Most interview articles or books are interesting for personal or professional information brought to light. This book does that, and Hannah was, no doubt, a person whose work and life, both, were iconoclastic. Beyond this, however, these interviews surrender the funny, brilliant and honest conversational language of Hannah that defined his social being and his fiction. A must read for Hannah fans--lots of Oxford stuff -- with a nice intro by Jimmy Thomas.
Stuart Stevens has written five books on politics and travel, but this one's personal. THE LAST SEASON is an account of the year the author and his 95-year-old father set out to see every Ole Miss game in 2012. Stevens investigates the destinations life has taken him, especially regarding his relationship with his dad. As Pat Conroy says, "It's nuts, it's Ole Miss, it's outrageous, it's got depth and emotion."

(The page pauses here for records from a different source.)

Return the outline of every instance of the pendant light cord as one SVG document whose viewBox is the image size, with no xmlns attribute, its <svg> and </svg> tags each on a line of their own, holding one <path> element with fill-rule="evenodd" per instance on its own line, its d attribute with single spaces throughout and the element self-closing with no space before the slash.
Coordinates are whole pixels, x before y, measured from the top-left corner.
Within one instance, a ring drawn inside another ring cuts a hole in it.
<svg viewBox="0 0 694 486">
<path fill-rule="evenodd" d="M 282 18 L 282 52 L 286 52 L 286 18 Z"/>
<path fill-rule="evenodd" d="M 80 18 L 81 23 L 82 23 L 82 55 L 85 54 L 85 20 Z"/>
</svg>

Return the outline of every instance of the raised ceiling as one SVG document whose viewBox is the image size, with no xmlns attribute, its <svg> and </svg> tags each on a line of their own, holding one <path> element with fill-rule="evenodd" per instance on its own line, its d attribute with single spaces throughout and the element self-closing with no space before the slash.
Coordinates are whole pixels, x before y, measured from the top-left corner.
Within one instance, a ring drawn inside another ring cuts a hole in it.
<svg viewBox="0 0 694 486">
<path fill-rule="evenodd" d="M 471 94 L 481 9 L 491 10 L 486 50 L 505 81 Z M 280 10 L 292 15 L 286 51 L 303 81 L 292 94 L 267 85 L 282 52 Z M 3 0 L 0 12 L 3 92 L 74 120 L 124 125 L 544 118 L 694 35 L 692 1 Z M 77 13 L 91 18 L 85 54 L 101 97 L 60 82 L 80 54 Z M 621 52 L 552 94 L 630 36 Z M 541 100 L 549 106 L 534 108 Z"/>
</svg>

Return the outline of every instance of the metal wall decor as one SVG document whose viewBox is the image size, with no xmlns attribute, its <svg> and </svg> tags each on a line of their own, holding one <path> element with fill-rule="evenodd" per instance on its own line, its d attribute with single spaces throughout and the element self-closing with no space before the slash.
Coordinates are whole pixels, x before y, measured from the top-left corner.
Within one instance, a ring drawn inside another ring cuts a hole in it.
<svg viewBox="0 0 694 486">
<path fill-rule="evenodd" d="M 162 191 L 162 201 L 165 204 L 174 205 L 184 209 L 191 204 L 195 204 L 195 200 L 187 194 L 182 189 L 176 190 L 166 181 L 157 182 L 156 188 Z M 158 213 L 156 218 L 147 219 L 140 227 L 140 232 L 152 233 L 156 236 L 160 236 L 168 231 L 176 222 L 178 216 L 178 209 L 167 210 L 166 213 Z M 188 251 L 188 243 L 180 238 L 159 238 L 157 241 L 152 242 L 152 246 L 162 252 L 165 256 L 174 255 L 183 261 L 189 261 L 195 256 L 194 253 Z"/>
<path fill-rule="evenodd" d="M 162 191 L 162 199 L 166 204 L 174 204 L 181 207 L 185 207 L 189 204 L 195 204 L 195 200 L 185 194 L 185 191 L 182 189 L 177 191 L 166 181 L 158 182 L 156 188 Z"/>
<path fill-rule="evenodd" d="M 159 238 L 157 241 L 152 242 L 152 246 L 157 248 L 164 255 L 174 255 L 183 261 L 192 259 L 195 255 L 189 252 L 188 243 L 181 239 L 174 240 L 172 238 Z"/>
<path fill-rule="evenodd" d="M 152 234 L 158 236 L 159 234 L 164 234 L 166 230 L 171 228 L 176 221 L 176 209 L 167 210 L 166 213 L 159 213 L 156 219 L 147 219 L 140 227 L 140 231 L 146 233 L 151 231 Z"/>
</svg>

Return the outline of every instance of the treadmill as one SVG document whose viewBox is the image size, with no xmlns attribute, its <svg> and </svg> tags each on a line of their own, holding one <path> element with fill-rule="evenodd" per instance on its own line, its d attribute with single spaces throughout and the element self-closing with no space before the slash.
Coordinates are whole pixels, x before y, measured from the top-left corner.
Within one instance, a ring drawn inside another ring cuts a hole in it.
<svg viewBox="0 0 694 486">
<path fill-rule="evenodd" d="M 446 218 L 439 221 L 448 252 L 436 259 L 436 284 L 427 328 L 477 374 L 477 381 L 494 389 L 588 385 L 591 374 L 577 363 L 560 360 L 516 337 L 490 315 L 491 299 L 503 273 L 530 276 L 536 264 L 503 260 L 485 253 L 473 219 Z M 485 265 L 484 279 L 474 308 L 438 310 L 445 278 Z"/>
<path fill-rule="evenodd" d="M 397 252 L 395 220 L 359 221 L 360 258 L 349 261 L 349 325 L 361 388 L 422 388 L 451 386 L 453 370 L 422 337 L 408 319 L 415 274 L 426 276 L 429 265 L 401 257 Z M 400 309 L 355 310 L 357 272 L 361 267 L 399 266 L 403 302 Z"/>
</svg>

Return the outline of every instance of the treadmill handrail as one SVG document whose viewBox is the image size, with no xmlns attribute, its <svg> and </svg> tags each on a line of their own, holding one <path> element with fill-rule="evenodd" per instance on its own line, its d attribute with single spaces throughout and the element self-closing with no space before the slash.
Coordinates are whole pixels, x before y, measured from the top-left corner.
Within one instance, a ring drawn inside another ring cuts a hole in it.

Sloan Crosley’s two bestselling books of essays have been called “hilarious”, “charming”, and “slightly cracked”, so it’s no surprise her first novel, The Clasp, has those qualities, too. Three college friends are now in their late twenties on a wedding weekend that turns into an adventurous romp across Europe and a play on Guy de Maupassant’s famous short story, “The Necklace,” as these millennials find all that glitters is not gold.
When Tsukuru leaves his hometown for college and an engineering career in Tokyo, left behind are his four high school friends, two boys and two girls, with whom he has an intense and special relationship. Through his hopes and, literally, dreams, Tsukuru struggles to understand whether the control of his destiny is up to others, himself -- or no one at all. Alongside Tsukuru in his journey Murakami steers us effortlessly, and the journey becomes our own.